N. Korea threatens to cancel summit with US


Associated Press

SEOUL, South Korea

North Korea on today canceled a high-level meeting with South Korea and threatened to scrap a historic summit next month between President Donald Trump and North Korean leader Kim Jong Un over military exercises between Seoul and Washington that Pyongyang has long claimed are invasion rehearsals.

The surprise declaration, which came in a pre-dawn dispatch in North Korea’s state media, appears to cool what had been an unusual flurry of outreach from a country that last year conducted a provocative series of weapons tests that had many fearing the region was on the edge of war. It’s still unclear, however, whether the North intends to scuttle all diplomacy or merely wants to gain leverage ahead of the planned June 12 talks between Kim and Trump.

The statement by North Korea’s Korean Central News Agency was released hours before the two Koreas were to meet at a border village to discuss how to implement their leaders’ recent agreements to reduce military tensions along their heavily fortified border and improve their overall ties.

It called the two-week Max Thunder drills, which began Monday and reportedly include about 100 aircraft, an “intended military provocation” and an “apparent challenge” to an April summit between Kim and South Korean President Moon Jae-in, when the leaders met on their border in their countries’ third summit talks since their formal division in 1948.

KCNA said the U.S. aircraft mobilized for the drills include nuclear-capable B-52 bombers and stealth F-22 fighter jets, two of the U.S. military assets it has previously said are aimed at launching nuclear strikes on the North.

South Korea’s Defense Ministry said the drills will go on as planned.

“The United States must carefully contemplate the fate of the planned North Korea-U.S. summit amid the provocative military ruckus that it’s causing with South Korean authorities,” the North said today.

“We’ll keenly monitor how the United States and South Korean authorities will react.”

North Korea’s first vice foreign minister, Kim Kye Gwan, later released a separate statement saying Pyongyang has no interest in a summit with Washington if it’s going to be a “one-sided” affair where it’s pressured to give up its nukes.

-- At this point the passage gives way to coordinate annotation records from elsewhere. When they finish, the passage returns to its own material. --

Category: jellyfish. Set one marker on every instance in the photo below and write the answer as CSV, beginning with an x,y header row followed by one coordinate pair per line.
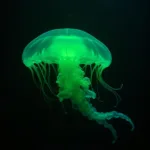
x,y
72,50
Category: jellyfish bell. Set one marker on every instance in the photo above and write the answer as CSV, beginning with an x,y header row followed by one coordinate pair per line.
x,y
69,49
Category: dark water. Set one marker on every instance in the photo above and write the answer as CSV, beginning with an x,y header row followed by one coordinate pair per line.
x,y
123,26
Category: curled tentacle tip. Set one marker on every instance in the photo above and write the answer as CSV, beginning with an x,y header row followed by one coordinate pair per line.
x,y
132,128
114,141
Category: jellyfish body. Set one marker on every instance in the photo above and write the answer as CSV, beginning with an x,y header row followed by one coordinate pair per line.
x,y
68,49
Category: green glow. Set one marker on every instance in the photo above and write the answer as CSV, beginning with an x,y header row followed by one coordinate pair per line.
x,y
68,49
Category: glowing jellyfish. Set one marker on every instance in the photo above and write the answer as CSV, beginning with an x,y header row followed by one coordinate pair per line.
x,y
69,48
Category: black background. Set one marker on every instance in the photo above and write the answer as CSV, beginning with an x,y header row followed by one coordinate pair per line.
x,y
34,124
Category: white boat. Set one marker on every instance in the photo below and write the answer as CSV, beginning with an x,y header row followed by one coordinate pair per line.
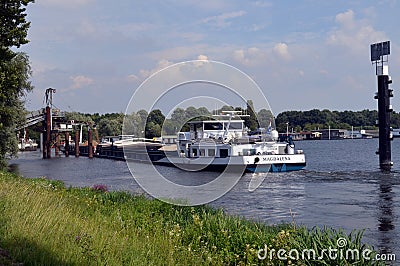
x,y
27,145
218,144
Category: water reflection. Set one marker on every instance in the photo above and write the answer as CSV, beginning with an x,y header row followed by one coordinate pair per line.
x,y
386,213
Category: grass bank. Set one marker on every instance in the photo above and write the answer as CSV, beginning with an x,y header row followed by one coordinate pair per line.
x,y
44,223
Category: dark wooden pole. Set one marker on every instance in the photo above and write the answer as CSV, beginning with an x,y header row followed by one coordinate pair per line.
x,y
90,144
66,144
48,132
57,147
384,110
77,143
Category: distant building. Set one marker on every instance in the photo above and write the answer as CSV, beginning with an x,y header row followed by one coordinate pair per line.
x,y
330,133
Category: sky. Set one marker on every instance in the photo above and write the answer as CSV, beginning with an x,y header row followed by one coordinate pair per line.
x,y
302,54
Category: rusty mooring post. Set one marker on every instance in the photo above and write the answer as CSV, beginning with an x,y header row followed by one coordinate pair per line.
x,y
379,56
77,143
90,144
66,144
57,146
48,132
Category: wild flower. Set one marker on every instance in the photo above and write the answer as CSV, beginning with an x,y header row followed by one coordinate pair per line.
x,y
100,187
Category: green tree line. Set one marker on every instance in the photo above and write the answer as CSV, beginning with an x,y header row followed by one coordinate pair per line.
x,y
14,73
155,124
314,119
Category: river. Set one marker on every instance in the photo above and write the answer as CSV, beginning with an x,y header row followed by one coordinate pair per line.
x,y
341,187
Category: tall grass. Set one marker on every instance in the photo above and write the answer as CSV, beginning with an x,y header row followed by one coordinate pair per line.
x,y
44,223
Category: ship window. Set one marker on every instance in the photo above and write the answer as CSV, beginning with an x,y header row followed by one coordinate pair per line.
x,y
235,125
213,126
248,152
223,153
202,152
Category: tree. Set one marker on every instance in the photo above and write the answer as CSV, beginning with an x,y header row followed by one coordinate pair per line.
x,y
14,73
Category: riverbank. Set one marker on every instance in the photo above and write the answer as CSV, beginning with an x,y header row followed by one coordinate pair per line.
x,y
44,223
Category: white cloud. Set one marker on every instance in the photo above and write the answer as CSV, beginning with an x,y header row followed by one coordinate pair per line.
x,y
221,21
202,57
66,3
262,4
355,35
160,65
282,50
80,82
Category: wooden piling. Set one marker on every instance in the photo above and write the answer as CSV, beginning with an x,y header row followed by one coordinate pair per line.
x,y
66,144
57,146
77,143
90,144
48,132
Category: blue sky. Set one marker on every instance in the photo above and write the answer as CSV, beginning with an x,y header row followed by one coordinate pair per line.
x,y
303,54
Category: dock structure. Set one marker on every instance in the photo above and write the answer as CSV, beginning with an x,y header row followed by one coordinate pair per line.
x,y
379,56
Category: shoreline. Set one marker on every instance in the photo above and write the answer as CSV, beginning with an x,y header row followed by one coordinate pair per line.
x,y
45,222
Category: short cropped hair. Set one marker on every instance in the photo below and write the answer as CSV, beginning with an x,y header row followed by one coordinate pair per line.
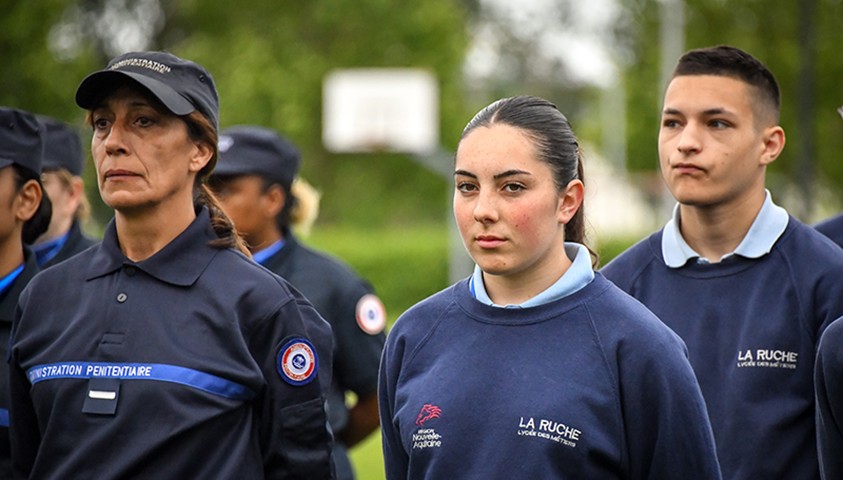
x,y
728,61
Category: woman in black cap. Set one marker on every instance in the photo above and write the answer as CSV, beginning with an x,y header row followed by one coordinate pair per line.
x,y
164,352
24,214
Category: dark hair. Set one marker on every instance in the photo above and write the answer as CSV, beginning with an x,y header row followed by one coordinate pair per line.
x,y
728,61
555,142
37,225
201,129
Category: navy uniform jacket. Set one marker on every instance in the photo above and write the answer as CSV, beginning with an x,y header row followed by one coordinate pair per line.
x,y
193,363
76,242
336,292
8,302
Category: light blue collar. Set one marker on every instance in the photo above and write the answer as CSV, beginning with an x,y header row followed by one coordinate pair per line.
x,y
578,276
768,226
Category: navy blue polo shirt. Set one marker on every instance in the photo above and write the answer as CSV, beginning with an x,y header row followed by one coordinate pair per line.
x,y
193,363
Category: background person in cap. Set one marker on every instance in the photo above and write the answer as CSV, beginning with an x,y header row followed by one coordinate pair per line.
x,y
62,178
255,183
164,351
827,375
24,214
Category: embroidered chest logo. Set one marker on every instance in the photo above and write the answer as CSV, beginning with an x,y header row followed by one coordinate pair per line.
x,y
549,430
767,358
427,437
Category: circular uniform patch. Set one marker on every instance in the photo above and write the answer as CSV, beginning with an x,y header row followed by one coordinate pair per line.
x,y
371,314
297,361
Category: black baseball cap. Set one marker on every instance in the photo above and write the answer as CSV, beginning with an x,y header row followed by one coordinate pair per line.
x,y
21,140
181,85
252,150
62,147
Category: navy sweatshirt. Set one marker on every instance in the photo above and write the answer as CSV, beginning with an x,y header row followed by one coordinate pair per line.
x,y
751,327
829,372
588,386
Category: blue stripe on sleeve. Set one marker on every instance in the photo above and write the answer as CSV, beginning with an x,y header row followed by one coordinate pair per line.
x,y
141,371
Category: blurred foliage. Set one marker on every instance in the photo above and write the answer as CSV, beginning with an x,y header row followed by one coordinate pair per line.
x,y
268,60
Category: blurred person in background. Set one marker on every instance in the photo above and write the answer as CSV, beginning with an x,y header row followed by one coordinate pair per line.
x,y
63,163
748,287
164,351
828,380
258,185
24,215
536,366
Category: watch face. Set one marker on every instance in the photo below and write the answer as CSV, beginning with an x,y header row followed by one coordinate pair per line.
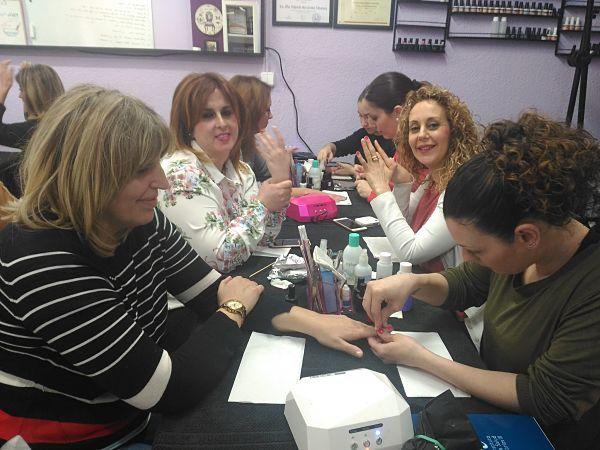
x,y
235,304
209,19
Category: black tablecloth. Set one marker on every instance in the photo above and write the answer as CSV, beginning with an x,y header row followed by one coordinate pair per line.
x,y
216,423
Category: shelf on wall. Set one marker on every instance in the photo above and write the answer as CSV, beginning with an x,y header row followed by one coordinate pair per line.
x,y
577,4
529,16
593,30
494,38
443,2
412,50
423,24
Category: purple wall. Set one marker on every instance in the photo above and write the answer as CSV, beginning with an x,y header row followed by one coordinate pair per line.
x,y
328,68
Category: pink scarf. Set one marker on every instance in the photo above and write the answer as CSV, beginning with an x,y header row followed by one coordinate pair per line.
x,y
424,210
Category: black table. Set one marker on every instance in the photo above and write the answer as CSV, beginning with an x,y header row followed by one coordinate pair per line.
x,y
216,423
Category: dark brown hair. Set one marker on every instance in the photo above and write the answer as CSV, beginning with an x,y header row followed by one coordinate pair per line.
x,y
255,96
40,85
534,168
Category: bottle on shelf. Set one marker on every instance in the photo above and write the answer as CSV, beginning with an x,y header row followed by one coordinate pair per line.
x,y
406,267
503,26
495,30
350,257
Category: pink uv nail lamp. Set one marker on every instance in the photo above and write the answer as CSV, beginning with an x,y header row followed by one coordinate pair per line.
x,y
312,208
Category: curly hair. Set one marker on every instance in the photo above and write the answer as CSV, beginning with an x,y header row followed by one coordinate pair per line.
x,y
534,168
463,133
40,85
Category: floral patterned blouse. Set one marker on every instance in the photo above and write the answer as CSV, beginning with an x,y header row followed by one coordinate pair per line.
x,y
217,211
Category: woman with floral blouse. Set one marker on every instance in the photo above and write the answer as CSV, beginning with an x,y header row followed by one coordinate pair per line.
x,y
213,197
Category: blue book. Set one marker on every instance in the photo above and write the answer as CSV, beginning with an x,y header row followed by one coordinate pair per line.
x,y
509,432
506,432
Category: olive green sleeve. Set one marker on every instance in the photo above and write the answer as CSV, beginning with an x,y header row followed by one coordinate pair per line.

He criticized recent comments by Trump’s top security adviser John Bolton and other U.S. officials who have been talking about how the North should follow the “Libyan model” of nuclear disarmament and provide a “complete, verifiable and irreversible dismantlement.” He also took issue with U.S. views that the North should also fully relinquish its biological and chemical weapons.

“We will appropriately respond to the Trump administration if it approaches the North Korea-U.S. summit meeting with a truthful intent to improve relations,” Kim said.

“But we are no longer interested in a negotiation that will be all about driving us into a corner and making a one-sided demand for us to give up our nukes and this would force us to reconsider whether we would accept the North Korea-U.S. summit meeting.”

Some analysts say bringing up Libya, which dismantled its rudimentary nuclear program in the 2000s in exchange for sanctions relief, would risk derailing any progress in negotiations with the North.

Kim Jong Un took power weeks after former Libyan leader Moammar Gadhafi’s gruesome death at the hands of rebel forces amid a popular uprising in October 2011. The North has frequently used Gadhafi’s death to justify its own nuclear development in the face of perceived U.S. threats.

Annual military drills between Washington and Seoul have long been a major source of contention between the Koreas, and analysts have wondered whether their continuation would hurt the detente that, since an outreach by Kim in January, has replaced the insults and threats of war. Earlier – and much larger – springtime drills, which Washington and Seoul toned down, went off without the North’s typically fiery condemnation or accompanying weapons tests.